Julia Anne Turnbull became a regular player in the stock company at the Park Theater in New York City, where she studied ballet with French dancer Mme Le Comte and Jules Martin, LeComte’s brother. She debuted in her first leading dance role in The Sisters at the Bowery Theater in June 1839. Her co-star, Mary Ann Lee, would go on to become the first American to dance Giselle.
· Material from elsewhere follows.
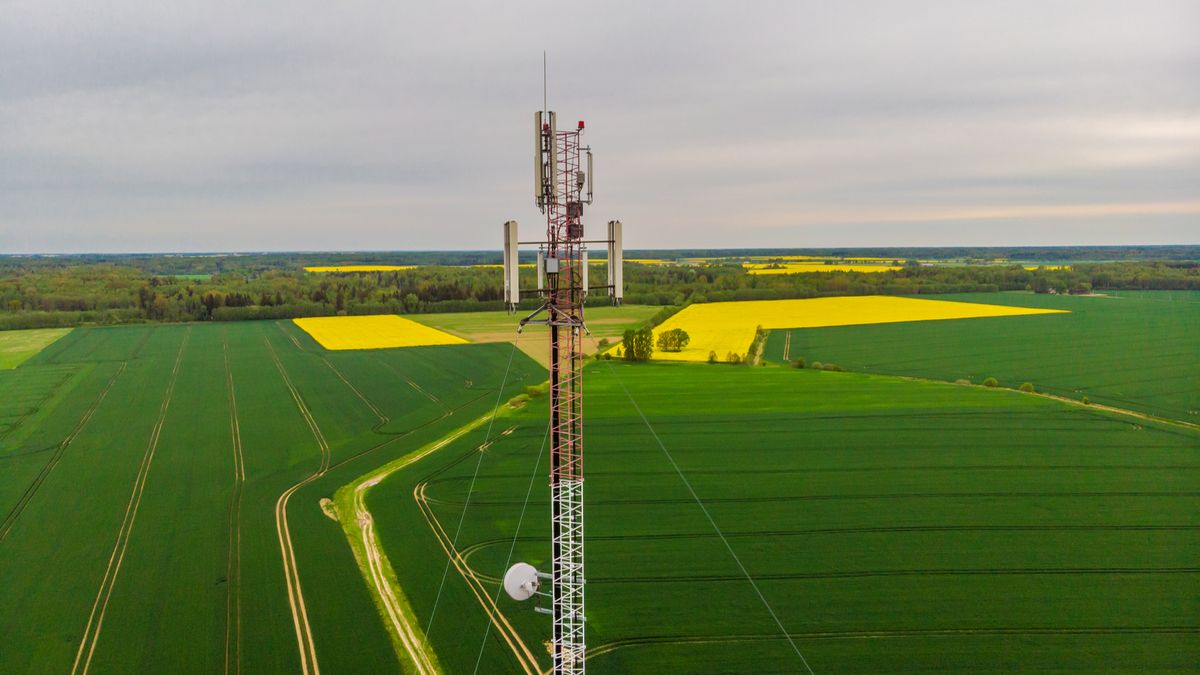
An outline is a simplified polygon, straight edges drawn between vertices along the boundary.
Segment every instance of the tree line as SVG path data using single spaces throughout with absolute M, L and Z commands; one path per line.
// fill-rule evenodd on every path
M 697 251 L 706 252 L 706 251 Z M 710 251 L 709 251 L 710 252 Z M 1196 250 L 1200 253 L 1200 250 Z M 472 253 L 482 256 L 484 253 Z M 455 253 L 451 259 L 475 259 Z M 494 252 L 487 252 L 494 256 Z M 638 255 L 653 256 L 653 252 Z M 420 313 L 503 309 L 498 268 L 428 264 L 360 274 L 313 274 L 304 264 L 341 263 L 334 255 L 0 257 L 0 329 L 144 321 L 244 321 L 302 316 Z M 431 259 L 438 258 L 428 253 Z M 385 257 L 385 256 L 380 256 Z M 697 256 L 701 257 L 701 256 Z M 265 261 L 265 262 L 264 262 Z M 374 263 L 360 261 L 355 263 Z M 395 261 L 389 261 L 390 264 Z M 379 263 L 385 264 L 385 263 Z M 218 271 L 196 271 L 220 267 Z M 185 269 L 187 271 L 172 271 Z M 606 283 L 605 265 L 590 282 Z M 535 286 L 522 269 L 522 286 Z M 881 273 L 830 271 L 750 275 L 738 263 L 625 264 L 625 301 L 682 306 L 721 300 L 768 300 L 863 294 L 1109 289 L 1200 291 L 1194 261 L 1078 262 L 1069 268 L 1020 264 L 917 264 Z M 604 304 L 602 293 L 589 304 Z M 534 309 L 536 298 L 522 301 Z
Turnbull joined Fanny Elssler’s company while the Viennese ballet dancer toured the United States in 1840. As a soloist, she danced roles second only to Elssler’s, and continued studying ballet with James Sylvain, Elssler’s partner. When Elssler returned to Europe, Julia returned to the Bowery Theater to join the stock company and launch her own solo tour as the star of The Naiad Queen in 1847. In the same year, she received excellent reviews for her interpretation of Giselle. She was one of the first American dancers to play classic title roles such as Giselle and Esmeralda. Turnbull became very popular in the 1840s, being considered an "uncontested ballerina of nation-wide fame".

Turnbull left the company after her rivalry with the Italian dancer Giovanna Ciocca resulted in a riot at the Bowery Theater in August 1848. She continued to dance until 1857, when she retired from stage. She lived quietly in Brooklyn for the next 30 years. Julia died of tuberculosis and was buried in Greenwood Cemetery in Brooklyn.